Facebook Pixel Post Production Light Painting - Reader Tutorial

Post Production Light Painting – Reader Tutorial

Over in our forum one of our great members – mephotog.com.

Have you ever wondered how some photographers get perfectly lit shots but have light painting that needs a lot of darkness? It can be done easily in post production. While easy, there are many steps and the process is time consuming. As you practice and the steps become intuitive, you will speed up.

I will show you how to go from this:

light-painting.jpg

to this:

light-painting-1.jpg

Start by opening your image and creating a new blank layer. Then, from the tools, choose the pen tool. At the top, make sure you have selected paths and not shape layer or fill pixels. Start by drawing a few points, usually the fewer the better, where you want your light lines. I will show you how I did the light around the arm.

light-painting-2.jpg

Then, from the pen tool sub menu, choose the convert point tool. Start at the top by clicking on the end point and dragging with your line to make the path a smooth curve.

200905172024.jpg

Once you have a nice curve, choose the brush tool. Set it to size 40, the color white, and make sure you have shape dynamic and smoothing enabled.

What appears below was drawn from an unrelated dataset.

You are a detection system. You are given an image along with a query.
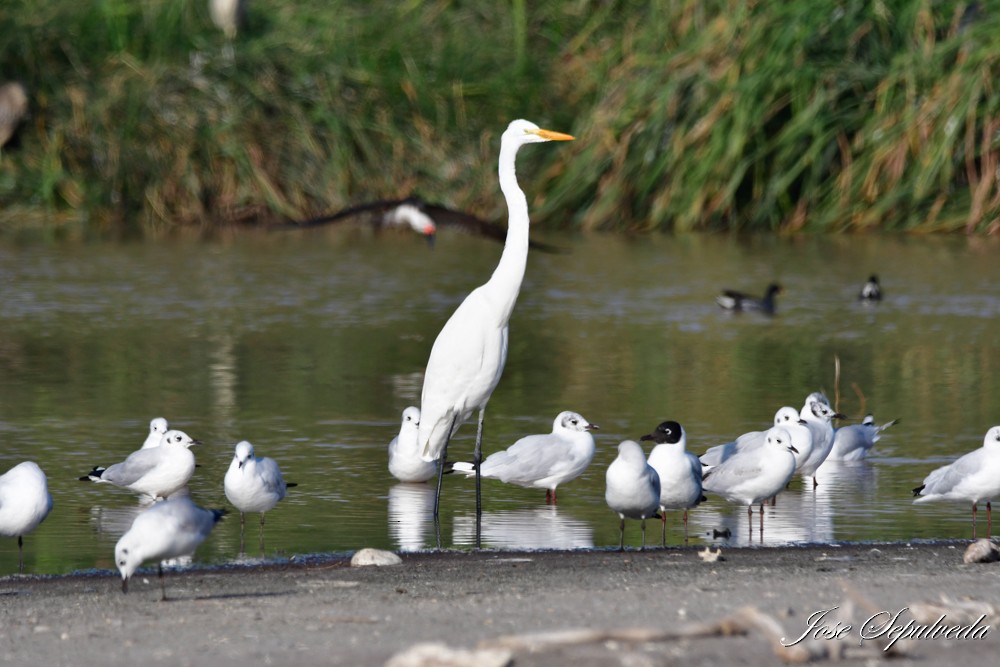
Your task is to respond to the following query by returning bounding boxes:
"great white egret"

light-painting-tutorial.jpg

Now you’re ready to make it glow. Choose your convert point tool again (actually many tools can be used for this step). With your new layer selected, right click on your image and choose stroke path. Make sure to choose simulate pressure then press okay.

light-painting-tutorial-1.jpg

If you notice any corners or spots that don’t look right, step back or undo and fix the curve with the direct selection tool.

Double click on your new layer (the one from the first step) to alter its layer style. Add an inner glow (your choice of colors) using a blend mode of linear light and size of 10 px. Add an outer glow (again, your choice of colors) using linear light and a size of 30 px.

light-painting-2.jpg

To make the light a little more interesting, we will alter the original curve a few times. Use the direct selection tool to click and drag your path in interesting ways. Reduce the brush size to 20 and stroke your path again.

light-painting-4.jpg

Repeat a few time with brush size 10 (3-4 times should do it) altering your curve slightly each time. You should end up with something like this.

light-paint.jpg

To make it appear to wrap around her arm, I use a layer mask. With the new layer selected, press the layer mask button at the bottom of the layers palette, or go to layers > layer mask > reveal all. Using a black brush, paint out the lights lines you want to be behind the arm.

light-paint-2.jpg

By the way, to get rid of that pesky path from showing, choose paths from the layers palette and click somewhere outside the selected path. If you want to save the path for future editing, double click on the layer and choose okay. Otherwise, when you start your next path, the first one will disappear.

lightpainting.jpg

You are now done with your first PP light painting line.

Make a new layer, new path and repeat the steps for all the light lines you want. Experiment with different shaped brushes and colors.